Only when a comparison between two objects is made, then it will called one of the following functions depending on the operator:

  • > operator was used in a comparison, then Python interpreter will call the object’s function __gt__.

  • < operator was used in a comparison, then Python interpreter will call the object’s function __lt__.

  • == equality operator was used in a comparison, then Python interpreter will call the object’s function __eq__.

  • != not equality operator was used in a comparison, then Python interpreter will call the object’s function __ne__.

  • <= operator was used in a comparison, then Python interpreter will call the object’s function __le__.

  • >= operator was used in a comparison, then Python interpreter will call the object’s function __ge__.

Team object is a custom object.

And, in order to support >, <, >=, <=, ==, != comparison between two Team objects, the class Team needs to implement __gt__, __lt__, __ge__, __le__, __eq__, and __ne__.

In other words, through implementing these functions, we are simply overriding these function from the parent object.

Overriding means replacing the existing function (whether from inheriting from a parent or via an abstract class by polymorphism) within the current object (in our case is Team).

1 Like

Thanks a lot alvinctk for your thorough explanation. In relation to the code, I think that you should update the Dataquest course with your improvements.

2 Likes

Hey @hahamiyo,

I do not work fo DQ and need to ask DQ staff to update.

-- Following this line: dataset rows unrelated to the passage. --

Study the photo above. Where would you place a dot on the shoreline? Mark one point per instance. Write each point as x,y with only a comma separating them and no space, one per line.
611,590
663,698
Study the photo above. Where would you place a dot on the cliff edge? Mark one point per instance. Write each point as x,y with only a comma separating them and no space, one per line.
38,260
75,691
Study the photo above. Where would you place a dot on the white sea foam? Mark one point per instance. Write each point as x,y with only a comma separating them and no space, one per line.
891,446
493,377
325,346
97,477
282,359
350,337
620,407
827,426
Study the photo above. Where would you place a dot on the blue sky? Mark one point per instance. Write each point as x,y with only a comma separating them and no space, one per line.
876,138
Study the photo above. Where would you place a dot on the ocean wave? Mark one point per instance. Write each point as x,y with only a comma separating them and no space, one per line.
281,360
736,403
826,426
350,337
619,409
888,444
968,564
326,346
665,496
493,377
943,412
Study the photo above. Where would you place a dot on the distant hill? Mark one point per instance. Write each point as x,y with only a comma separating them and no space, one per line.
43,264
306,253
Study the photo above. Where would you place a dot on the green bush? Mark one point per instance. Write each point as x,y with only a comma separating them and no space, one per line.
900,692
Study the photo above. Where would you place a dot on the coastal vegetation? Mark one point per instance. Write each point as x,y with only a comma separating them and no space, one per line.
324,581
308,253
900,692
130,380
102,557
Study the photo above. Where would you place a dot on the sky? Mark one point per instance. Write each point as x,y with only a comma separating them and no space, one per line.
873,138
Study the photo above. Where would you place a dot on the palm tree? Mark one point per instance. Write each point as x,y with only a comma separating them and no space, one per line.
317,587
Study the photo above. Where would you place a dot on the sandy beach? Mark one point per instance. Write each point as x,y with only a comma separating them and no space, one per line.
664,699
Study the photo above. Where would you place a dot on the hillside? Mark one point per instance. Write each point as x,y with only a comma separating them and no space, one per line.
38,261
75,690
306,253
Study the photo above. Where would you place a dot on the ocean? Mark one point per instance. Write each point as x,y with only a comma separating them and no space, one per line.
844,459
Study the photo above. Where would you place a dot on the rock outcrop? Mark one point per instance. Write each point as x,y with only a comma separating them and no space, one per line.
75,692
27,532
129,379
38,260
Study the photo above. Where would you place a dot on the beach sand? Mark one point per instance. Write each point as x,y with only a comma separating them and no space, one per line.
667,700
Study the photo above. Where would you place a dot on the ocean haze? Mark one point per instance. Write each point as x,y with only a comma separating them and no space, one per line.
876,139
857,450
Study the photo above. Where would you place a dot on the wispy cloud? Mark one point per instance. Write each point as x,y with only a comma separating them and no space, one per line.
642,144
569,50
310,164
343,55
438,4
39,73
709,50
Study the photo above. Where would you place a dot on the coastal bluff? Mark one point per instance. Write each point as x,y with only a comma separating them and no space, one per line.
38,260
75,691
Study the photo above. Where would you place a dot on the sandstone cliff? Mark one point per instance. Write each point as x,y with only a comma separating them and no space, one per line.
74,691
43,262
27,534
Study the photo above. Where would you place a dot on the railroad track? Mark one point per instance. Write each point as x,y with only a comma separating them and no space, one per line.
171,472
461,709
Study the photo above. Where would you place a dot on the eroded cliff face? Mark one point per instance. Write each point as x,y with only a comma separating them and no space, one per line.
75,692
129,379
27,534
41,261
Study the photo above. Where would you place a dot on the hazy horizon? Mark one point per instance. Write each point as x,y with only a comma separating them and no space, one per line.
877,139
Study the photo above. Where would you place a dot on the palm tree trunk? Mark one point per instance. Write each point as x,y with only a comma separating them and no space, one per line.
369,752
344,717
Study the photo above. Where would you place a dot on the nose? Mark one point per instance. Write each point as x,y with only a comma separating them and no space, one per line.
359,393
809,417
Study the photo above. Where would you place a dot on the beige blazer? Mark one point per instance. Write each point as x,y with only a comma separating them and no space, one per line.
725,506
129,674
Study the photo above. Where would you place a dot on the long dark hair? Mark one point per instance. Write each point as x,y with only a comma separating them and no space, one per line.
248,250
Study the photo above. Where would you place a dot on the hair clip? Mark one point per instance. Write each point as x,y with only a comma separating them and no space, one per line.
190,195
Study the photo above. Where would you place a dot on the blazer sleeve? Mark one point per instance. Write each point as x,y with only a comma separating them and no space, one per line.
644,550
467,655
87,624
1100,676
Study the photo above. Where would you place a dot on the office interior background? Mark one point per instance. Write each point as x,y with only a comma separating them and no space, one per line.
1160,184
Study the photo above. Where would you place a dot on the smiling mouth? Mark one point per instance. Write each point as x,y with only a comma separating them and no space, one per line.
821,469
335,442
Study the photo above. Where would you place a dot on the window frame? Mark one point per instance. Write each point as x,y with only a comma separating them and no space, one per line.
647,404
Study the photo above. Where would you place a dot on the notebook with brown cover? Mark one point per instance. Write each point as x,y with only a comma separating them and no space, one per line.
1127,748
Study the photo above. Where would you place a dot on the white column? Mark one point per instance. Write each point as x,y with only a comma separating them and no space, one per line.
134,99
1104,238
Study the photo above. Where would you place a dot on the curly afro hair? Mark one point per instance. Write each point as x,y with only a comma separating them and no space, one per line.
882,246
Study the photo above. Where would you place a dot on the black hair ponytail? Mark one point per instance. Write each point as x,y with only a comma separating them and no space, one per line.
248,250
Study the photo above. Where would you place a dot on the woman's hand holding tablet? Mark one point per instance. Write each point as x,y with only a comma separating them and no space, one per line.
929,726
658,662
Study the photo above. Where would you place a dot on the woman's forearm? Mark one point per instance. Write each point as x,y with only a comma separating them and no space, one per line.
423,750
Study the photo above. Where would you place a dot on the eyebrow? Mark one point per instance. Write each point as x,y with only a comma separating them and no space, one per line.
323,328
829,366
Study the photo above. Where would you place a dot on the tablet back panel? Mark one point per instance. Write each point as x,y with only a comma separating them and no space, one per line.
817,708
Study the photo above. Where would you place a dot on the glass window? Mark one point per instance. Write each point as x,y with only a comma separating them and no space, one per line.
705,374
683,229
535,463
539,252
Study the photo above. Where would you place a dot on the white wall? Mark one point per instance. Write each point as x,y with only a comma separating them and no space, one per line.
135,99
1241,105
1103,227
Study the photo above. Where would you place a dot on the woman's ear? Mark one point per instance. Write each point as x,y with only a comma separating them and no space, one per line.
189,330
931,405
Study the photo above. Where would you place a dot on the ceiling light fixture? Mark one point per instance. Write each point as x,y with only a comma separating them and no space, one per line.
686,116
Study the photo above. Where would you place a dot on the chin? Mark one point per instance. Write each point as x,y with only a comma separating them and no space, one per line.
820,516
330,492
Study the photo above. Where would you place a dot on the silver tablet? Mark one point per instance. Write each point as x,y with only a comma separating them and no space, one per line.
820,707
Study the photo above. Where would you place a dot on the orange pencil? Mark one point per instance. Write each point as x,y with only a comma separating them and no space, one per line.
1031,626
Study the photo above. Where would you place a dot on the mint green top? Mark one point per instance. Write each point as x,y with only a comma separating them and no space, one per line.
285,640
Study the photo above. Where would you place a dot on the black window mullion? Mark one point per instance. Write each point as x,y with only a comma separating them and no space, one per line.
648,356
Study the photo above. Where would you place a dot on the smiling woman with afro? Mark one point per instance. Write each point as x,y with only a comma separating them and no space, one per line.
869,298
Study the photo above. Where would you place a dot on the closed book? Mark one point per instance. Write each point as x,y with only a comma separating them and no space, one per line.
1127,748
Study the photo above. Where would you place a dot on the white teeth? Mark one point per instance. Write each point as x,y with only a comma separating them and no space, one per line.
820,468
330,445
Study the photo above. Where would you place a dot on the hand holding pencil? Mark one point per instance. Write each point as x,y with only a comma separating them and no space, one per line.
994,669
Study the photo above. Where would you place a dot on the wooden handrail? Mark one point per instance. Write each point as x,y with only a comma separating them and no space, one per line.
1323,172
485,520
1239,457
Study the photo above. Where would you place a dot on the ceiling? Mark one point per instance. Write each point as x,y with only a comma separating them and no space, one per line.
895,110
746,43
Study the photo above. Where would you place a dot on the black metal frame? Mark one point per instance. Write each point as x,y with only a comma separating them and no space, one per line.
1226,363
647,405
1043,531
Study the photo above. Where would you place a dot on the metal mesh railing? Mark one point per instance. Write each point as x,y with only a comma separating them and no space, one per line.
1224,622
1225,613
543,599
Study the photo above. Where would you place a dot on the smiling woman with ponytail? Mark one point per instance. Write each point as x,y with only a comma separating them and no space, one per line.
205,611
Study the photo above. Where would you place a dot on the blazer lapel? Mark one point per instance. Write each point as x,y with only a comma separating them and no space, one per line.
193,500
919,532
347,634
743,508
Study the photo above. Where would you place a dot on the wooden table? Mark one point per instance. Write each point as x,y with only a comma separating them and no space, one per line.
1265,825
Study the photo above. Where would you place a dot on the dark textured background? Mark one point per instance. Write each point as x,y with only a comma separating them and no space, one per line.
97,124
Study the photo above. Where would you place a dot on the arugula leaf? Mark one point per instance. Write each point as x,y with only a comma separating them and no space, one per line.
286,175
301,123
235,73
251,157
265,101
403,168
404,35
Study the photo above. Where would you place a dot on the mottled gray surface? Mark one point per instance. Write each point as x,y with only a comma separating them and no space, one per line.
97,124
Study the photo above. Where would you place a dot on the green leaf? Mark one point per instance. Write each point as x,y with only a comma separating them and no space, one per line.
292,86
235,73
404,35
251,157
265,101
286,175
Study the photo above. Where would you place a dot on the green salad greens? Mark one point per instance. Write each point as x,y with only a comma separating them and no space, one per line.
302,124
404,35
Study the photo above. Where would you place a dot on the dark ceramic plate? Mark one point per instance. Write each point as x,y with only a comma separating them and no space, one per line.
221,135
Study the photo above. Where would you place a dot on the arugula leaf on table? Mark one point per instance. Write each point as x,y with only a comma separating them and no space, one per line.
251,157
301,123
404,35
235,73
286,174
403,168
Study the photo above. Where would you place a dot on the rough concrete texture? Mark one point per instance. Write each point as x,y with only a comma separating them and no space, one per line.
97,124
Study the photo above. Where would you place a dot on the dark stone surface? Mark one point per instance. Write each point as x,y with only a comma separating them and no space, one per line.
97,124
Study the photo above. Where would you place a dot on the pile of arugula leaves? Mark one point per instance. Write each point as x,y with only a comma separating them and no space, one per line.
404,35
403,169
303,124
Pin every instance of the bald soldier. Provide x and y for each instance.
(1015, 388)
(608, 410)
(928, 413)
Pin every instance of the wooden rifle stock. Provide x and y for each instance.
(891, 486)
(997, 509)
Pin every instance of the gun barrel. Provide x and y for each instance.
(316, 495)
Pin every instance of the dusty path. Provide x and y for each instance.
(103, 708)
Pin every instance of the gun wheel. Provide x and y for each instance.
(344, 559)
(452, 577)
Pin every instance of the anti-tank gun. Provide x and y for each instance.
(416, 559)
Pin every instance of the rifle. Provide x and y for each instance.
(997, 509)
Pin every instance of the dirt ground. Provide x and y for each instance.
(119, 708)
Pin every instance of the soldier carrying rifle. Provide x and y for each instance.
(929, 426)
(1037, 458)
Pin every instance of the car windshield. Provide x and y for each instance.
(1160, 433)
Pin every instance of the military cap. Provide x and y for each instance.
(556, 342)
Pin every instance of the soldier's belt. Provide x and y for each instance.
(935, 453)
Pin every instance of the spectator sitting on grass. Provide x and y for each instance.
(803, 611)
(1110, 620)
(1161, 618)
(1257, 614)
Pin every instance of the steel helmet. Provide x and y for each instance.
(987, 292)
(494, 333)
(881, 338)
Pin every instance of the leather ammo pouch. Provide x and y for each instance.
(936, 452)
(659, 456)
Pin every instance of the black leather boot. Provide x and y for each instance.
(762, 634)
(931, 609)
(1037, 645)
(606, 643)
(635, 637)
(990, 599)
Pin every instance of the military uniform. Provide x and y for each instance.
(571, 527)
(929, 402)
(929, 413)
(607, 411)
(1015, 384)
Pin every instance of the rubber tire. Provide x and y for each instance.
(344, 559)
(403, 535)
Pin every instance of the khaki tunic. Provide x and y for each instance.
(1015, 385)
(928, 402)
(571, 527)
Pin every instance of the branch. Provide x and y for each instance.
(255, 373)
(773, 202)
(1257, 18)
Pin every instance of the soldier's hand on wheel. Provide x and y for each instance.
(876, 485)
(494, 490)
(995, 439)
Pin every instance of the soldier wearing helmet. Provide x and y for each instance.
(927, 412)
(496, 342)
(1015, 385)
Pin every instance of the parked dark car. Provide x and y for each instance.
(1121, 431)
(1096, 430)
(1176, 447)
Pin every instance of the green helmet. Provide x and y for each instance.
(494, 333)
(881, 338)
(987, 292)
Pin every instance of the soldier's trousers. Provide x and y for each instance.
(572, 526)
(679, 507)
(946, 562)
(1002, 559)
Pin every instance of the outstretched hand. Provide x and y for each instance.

We have a solved feature that allows you the ability to mark something as the “correct” answer, which helps future students with the same question quickly find the solution they’re looking for.

Here’s an article on how to mark posts as solved - I don’t want to do this for you until I know that solution/explanation works.

Best,
Alvin.

@Sahil, can you help the code on the DQ Mission.

We won’t be making this modification for the following reasons:

  • There’s no bug here.
  • This course is towards the end of the path and the material is covered earlier. We will eventually discontinue this course.
  • We could use some work with regards to best practices, but this needs to be tackled holistically. This modification would just be a drop in the ocean.